Minutes later, they are whizzing down the runs using adaptive ski equipment that O’Leary helped develop. Since founding the National Sports Center for the Disabled (NSCD) in 1970, O’Leary has made it possible for thousands of kids and adults with close to 100 different disabilities “including birth defects, multiple sclerosis, autism, developmental disabilities and blindness “to enjoy the snow-covered slopes. Today, the NSCD gives more than 7,000 ski lessons a year, and other programs worldwide refer people to the center.
O’Leary, 68, vividly recalls teaching his very first adaptive ski lesson “to 23 young amputees from Children’s Hospital in Denver “in 1970. A ski instructor in Winter Park, he had volunteered to help the hospital’s amputee program though, at the time, no specific method existed for teaching amputees to ski.
“It was a cold, miserable January day, and the kids were slipping and sliding,” recalls O’Leary, who lives in nearby Fraser, Colo. (pop. 910). “After lunch I put them on the chair lift, and it was a melee at the top.
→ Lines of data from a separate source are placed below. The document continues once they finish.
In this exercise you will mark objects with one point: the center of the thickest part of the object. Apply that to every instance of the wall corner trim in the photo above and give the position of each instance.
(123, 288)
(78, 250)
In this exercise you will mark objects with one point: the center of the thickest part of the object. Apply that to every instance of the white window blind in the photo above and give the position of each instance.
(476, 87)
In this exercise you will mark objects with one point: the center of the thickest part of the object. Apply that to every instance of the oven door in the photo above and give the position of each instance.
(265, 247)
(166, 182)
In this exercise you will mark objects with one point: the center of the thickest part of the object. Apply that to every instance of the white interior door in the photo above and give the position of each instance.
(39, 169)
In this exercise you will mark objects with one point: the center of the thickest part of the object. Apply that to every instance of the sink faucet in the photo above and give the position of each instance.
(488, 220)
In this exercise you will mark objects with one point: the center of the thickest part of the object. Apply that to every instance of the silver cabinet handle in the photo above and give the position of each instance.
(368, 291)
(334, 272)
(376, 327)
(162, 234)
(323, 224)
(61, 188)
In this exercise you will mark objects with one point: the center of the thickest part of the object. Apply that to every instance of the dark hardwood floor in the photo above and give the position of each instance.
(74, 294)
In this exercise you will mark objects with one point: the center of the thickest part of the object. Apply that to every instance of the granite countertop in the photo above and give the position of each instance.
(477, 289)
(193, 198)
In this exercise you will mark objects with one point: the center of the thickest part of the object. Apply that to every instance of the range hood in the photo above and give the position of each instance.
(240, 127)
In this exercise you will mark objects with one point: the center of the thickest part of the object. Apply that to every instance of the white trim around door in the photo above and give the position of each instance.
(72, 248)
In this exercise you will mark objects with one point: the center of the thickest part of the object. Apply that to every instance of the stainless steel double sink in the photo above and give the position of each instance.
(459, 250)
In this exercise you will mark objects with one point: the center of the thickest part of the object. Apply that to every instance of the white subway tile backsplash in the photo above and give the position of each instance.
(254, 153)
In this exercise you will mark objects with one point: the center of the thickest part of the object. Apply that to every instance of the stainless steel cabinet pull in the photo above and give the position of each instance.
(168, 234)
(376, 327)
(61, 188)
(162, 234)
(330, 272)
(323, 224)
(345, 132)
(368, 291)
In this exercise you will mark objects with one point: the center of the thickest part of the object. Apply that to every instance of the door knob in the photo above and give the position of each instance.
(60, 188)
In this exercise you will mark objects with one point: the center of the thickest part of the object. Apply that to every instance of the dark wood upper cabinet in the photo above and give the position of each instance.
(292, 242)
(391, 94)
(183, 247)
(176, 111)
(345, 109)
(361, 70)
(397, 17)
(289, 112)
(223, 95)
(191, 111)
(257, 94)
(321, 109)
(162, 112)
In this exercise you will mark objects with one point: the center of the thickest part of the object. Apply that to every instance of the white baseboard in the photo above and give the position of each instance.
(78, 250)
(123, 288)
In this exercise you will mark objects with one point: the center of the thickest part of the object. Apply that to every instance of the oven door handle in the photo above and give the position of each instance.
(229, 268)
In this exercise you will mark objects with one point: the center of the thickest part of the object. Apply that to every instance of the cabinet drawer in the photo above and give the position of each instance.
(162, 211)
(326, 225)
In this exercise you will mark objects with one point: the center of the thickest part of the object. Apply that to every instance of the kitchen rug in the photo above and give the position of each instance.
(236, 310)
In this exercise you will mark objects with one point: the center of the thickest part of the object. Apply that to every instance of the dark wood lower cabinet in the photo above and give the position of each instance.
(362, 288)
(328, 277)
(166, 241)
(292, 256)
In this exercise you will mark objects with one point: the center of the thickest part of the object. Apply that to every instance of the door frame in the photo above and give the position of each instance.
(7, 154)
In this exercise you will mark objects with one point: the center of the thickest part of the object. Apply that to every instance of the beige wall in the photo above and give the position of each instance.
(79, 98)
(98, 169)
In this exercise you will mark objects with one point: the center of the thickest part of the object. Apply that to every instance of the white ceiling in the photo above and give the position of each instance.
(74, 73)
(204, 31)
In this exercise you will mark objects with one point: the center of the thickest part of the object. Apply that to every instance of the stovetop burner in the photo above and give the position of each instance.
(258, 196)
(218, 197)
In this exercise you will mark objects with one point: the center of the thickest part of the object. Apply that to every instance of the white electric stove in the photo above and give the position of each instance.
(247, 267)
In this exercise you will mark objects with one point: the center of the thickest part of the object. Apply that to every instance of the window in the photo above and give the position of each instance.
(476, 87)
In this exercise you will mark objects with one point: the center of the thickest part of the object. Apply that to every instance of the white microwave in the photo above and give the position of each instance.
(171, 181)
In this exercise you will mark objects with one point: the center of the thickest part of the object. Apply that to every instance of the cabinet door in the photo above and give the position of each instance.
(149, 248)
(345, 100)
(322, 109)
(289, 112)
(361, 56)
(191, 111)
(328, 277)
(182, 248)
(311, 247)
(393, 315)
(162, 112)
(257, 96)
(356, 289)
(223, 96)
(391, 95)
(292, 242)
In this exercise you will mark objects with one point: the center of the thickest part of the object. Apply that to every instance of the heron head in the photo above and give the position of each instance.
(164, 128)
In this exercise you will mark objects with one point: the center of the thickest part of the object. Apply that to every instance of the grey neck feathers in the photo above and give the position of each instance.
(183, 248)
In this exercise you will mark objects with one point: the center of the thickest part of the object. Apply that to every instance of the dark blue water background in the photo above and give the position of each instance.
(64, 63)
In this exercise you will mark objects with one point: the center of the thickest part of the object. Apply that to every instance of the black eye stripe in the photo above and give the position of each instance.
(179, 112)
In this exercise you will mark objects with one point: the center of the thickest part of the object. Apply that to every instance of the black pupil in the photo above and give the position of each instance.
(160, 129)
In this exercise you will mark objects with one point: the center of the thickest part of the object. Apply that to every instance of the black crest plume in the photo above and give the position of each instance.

But as we started working on the practice hill, they began moving on their own and squealing with excitement.”
O’Leary was hooked, and his new dream was to inspire and enable disabled individuals to enjoy the sport he loves. He began to devise his own methods and equipment, developing the three-track system for amputees who use one ski and two outriggers, forearm crutches with ski tips mounted to the bases.
When teaching a child with spina bifida who had great difficulty standing, O’Leary devised a contraption called the ski bra. “Larry’s skis kept parting and going out, and he would fall forward,” O’Leary says. “So I put a hole in the tips of the skis and threaded a bungee cord through them to stabilize them. He was able to ski and turn without falling, and now I see it used wherever I go.”
A former coach of the U.S. Disabled Olympic Ski Team, O’Leary pioneered competitive racing for the disabled. One of his star pupils, David Jamison of Tabernash, Colo. (pop. 165), the 1982 U.S. world champion in the slalom category, went on to race competitively for 22 years.
A three-tracker with polio in his left leg, Jamison started skiing with O’Leary in 1971. “Without him, I wouldn’t have gotten to the level of skiing I did, and the racing program wouldn’t have become world class,” Jamison says.
Despite O’Leary’s success with his students, his first 10 years were a struggle. “People who felt that skiing was for the ‘able-bodied’ criticized me,” O’Leary says. That mindset changed, however, after his adaptive ski program was featured on the Today and Good Morning America television shows and began to gain national recognition.
In the last 36 years, O’Leary not only has enabled thousands to ski, he’s touched lives and changed their course. Susan Hildebrecht of Boulder, Colo., who has cerebral palsy and skis with a ski bra and two outriggers, took lessons from O’Leary as a 16-year-old in 1977. “Hal is a phenomenal teacher with a sixth sense. He can tell you, ‘Let’s do this,’ and nine out of 10 times, it works,” she says.
With O’Leary’s support and encouragement, Hildebrecht passed the Professional Ski Instructors of America course and taught in Winter Park’s adaptive ski program for 15 years.
“Hal’s teaching goes beyond skiing,” says Jamison, who now works in real estate. “He’s been a coach, a mentor and a friend. He has taught me that I could achieve anything I put my mind to, and that has helped me be successful in my business.”
As adaptive skiing gained momentum, O’Leary has traveled worldwide to help establish programs for the disabled and is a recipient of the prestigious Professional Ski Instructor of America Lifetime Achievement Award. But he still gets the most satisfaction out of seeing a kid who walks with crutches glide down a slope with a big grin on his face.
“I’ve gotten a lot more out of this than I have put in over these 36 years,” O’Leary says. “And I’ll keep on teaching as long as I am upright.”